Public Mobile Customers Protest Telus Move to Shut Down Network

With their acquisition of Public Mobile, Telus will be shutting down the latter’s older network and replace it with the company’s faster 4G network. This means close to 280,000 customers will be forced to buy new cellphones ahead of the network switch coming in May.

According to the Globe and Mail, Public Mobile customers are upset with Telus’ decision to move to a new network, which has drawn criticism from Industry Minister James Moore, who commented while on a trade mission in Europe yesterday:

“Seems like an odd business decision to alienate thousands of Public Mobile users as you absorb Public Mobile itself,”

[…]

“Ultimately it’s a business decision I’ll leave for Telus to explain.”

Kevin Banderk, general manager of Public Mobile and the head of Telus’s Koodo brand, defended the company’s business decision by calling the move is “incredibly beneficial”:

“For a large majority of the customers, this is actually an incredibly beneficial move…To move from where they are today and, generally speaking, keep the price points where they are today onto a network that is of the latest and greatest technology – much more reliable, much faster data speeds and national in scope – is actually a good thing. We understand that the transition is a bit tricky and we’re doing everything we can to make that as easy as possible.”

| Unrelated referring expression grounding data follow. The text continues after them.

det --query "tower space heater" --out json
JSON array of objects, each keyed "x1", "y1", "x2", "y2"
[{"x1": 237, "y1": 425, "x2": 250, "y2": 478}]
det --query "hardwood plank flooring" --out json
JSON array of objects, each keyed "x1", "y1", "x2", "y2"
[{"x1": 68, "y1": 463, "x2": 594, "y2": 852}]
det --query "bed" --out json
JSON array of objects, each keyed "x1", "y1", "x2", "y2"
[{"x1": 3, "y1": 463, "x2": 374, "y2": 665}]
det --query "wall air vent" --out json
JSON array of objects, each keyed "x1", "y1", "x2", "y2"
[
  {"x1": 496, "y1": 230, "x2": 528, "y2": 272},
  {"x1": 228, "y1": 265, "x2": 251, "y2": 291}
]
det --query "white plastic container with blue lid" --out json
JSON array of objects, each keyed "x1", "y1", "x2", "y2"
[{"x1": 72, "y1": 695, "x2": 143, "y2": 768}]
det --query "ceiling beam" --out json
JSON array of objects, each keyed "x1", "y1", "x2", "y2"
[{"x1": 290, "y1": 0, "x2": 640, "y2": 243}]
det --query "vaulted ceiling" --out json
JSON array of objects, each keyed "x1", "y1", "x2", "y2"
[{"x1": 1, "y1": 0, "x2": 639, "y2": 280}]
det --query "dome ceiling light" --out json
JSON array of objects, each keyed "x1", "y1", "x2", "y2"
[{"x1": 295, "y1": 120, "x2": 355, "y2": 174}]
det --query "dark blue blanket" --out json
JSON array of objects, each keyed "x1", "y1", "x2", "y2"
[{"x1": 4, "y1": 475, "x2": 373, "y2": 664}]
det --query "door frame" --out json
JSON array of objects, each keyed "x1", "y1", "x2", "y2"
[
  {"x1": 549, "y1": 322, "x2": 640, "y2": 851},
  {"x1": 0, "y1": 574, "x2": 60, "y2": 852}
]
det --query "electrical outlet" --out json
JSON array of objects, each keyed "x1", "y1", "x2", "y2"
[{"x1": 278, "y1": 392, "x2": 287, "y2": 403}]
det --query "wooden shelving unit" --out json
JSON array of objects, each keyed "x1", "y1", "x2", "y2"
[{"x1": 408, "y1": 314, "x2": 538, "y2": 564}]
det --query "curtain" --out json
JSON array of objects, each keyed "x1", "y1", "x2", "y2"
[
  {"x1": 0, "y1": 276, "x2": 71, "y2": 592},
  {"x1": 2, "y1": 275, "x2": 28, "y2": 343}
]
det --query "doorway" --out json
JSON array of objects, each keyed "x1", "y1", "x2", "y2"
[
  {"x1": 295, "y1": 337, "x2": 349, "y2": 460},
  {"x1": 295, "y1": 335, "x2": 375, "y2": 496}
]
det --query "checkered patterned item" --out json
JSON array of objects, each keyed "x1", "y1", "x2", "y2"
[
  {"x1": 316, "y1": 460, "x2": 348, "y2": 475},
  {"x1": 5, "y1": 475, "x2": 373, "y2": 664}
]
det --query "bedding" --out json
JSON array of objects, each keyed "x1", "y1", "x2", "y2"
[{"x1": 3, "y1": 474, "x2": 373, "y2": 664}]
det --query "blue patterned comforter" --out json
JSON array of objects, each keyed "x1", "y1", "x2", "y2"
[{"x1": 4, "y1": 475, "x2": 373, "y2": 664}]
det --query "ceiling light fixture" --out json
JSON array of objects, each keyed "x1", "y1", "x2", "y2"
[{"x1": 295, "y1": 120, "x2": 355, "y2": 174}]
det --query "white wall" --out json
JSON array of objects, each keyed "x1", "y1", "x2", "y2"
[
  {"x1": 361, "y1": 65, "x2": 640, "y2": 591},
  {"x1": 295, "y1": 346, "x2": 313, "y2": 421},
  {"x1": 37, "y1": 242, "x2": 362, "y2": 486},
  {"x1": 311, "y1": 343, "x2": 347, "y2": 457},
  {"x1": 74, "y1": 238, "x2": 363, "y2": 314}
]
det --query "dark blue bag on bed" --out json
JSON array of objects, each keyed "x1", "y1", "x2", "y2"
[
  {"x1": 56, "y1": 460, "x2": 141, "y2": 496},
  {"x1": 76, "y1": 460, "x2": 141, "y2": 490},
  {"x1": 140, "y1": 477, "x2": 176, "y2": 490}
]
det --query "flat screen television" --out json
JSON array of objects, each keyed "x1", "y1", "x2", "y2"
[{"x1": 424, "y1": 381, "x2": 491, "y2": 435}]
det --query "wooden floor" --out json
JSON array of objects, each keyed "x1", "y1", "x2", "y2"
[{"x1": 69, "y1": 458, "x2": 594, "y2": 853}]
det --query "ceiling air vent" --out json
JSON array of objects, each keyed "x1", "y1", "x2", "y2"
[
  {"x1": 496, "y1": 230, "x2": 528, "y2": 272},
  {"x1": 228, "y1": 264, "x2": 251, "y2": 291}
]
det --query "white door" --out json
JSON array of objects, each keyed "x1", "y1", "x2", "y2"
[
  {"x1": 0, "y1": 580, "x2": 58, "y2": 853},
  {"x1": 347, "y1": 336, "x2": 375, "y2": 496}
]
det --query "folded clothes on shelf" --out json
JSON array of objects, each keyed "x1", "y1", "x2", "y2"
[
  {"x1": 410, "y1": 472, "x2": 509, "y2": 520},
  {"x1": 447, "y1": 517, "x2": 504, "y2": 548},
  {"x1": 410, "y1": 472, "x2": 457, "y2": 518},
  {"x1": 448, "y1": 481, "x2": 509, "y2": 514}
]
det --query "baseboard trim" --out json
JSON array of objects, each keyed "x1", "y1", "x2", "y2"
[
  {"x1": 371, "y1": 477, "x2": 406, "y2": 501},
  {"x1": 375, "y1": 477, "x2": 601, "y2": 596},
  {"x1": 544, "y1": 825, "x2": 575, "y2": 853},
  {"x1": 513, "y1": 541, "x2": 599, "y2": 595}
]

“Public Mobile was in financial distress when we purchased it. They were losing a significant amount of money every month in large part [due] to the technology decisions they had made early on and the network they chose,” […]

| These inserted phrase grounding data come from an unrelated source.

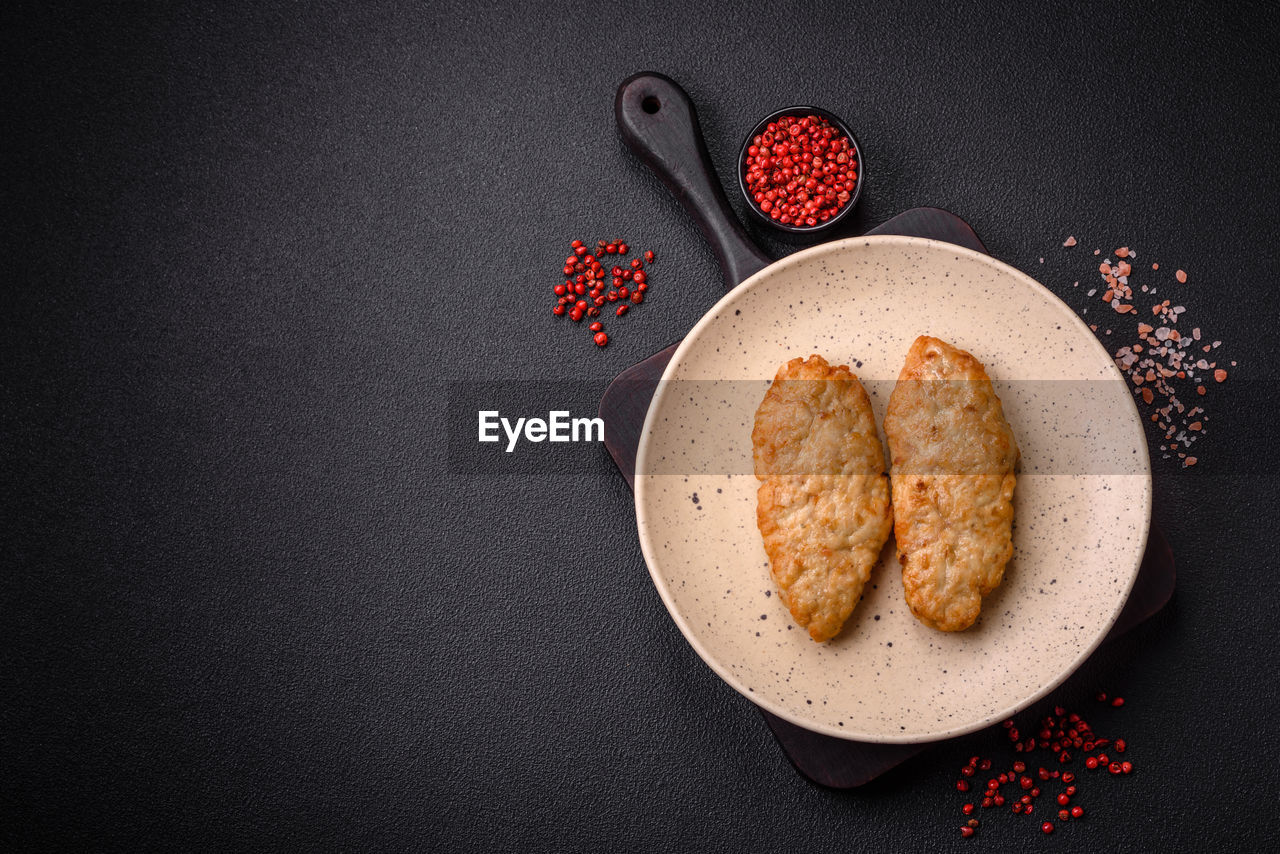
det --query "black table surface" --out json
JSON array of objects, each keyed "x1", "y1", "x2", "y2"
[{"x1": 4, "y1": 2, "x2": 1279, "y2": 851}]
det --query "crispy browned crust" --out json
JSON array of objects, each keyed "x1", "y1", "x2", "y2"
[
  {"x1": 752, "y1": 355, "x2": 893, "y2": 642},
  {"x1": 883, "y1": 336, "x2": 1018, "y2": 632}
]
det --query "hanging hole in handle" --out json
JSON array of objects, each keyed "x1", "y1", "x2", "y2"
[{"x1": 641, "y1": 96, "x2": 661, "y2": 114}]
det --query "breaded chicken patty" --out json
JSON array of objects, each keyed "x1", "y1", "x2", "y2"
[
  {"x1": 752, "y1": 355, "x2": 893, "y2": 642},
  {"x1": 883, "y1": 336, "x2": 1018, "y2": 632}
]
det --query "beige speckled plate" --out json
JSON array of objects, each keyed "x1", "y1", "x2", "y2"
[{"x1": 634, "y1": 235, "x2": 1151, "y2": 743}]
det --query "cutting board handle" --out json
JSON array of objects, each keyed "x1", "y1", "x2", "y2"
[{"x1": 615, "y1": 72, "x2": 771, "y2": 289}]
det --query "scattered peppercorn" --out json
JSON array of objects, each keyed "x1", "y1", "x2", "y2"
[
  {"x1": 551, "y1": 239, "x2": 656, "y2": 347},
  {"x1": 951, "y1": 697, "x2": 1133, "y2": 840}
]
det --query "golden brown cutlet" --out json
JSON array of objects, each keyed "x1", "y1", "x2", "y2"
[
  {"x1": 883, "y1": 336, "x2": 1018, "y2": 632},
  {"x1": 752, "y1": 355, "x2": 893, "y2": 642}
]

“So, as part of the plan to sort of rectify this, we are moving customers from that old, very small regional legacy network to our new national 4G network.”

Public Mobile customers have filed complaints with the Commissioner for Complaints for Telecommunications Services, an ombuds office which deal with telecom complaints. This is the same office where wireless customers can lodge cases to fight charges of being billed an extra month when cancelling and not giving 30 days notice.

John Lawford from Public Interest Advocacy Centre in Ottawa, says they are “concerned” about Public Mobile’s “cost conscious customers” incurring costs with the Telus move.

Lawford argues it was a “foreseeable” outcome the networks would be merged and the Competition Bureau should get Telus to supply replacement phones free of charge, since the cost of new phones would be a burden on low-income customers.

When the Competition Bureau approved the Telus acquisition of Public Mobile last fall, it issued the former a ‘no action letter. Telus said it would continue to offer Public Mobile’s $19/month ‘unlimited talk’ plan at least until the end of 2014. Recently, Telus increased the price of select Public Mobile plans by $5/month, in line with other incumbent moves.

The Competition Bureau wouldn’t comment on its private review of Telus and Public Mobile, but did say:

“As the vast majority of Canadian wireless subscribers are served by three national incumbent providers, the Bureau will continue to closely monitor the evolution of competition in Canada’s wireless telecommunications industry, and will take action where appropriate.”

Wind Mobile CEO Anthony Lacavera said his company will offer incentives and promotions to Public Mobile customers to help “ease their pain” from the Telus transition. He added “incumbents have shown their true colours,” and recent wireless industry changes have shown “the strength of the oligopoly.”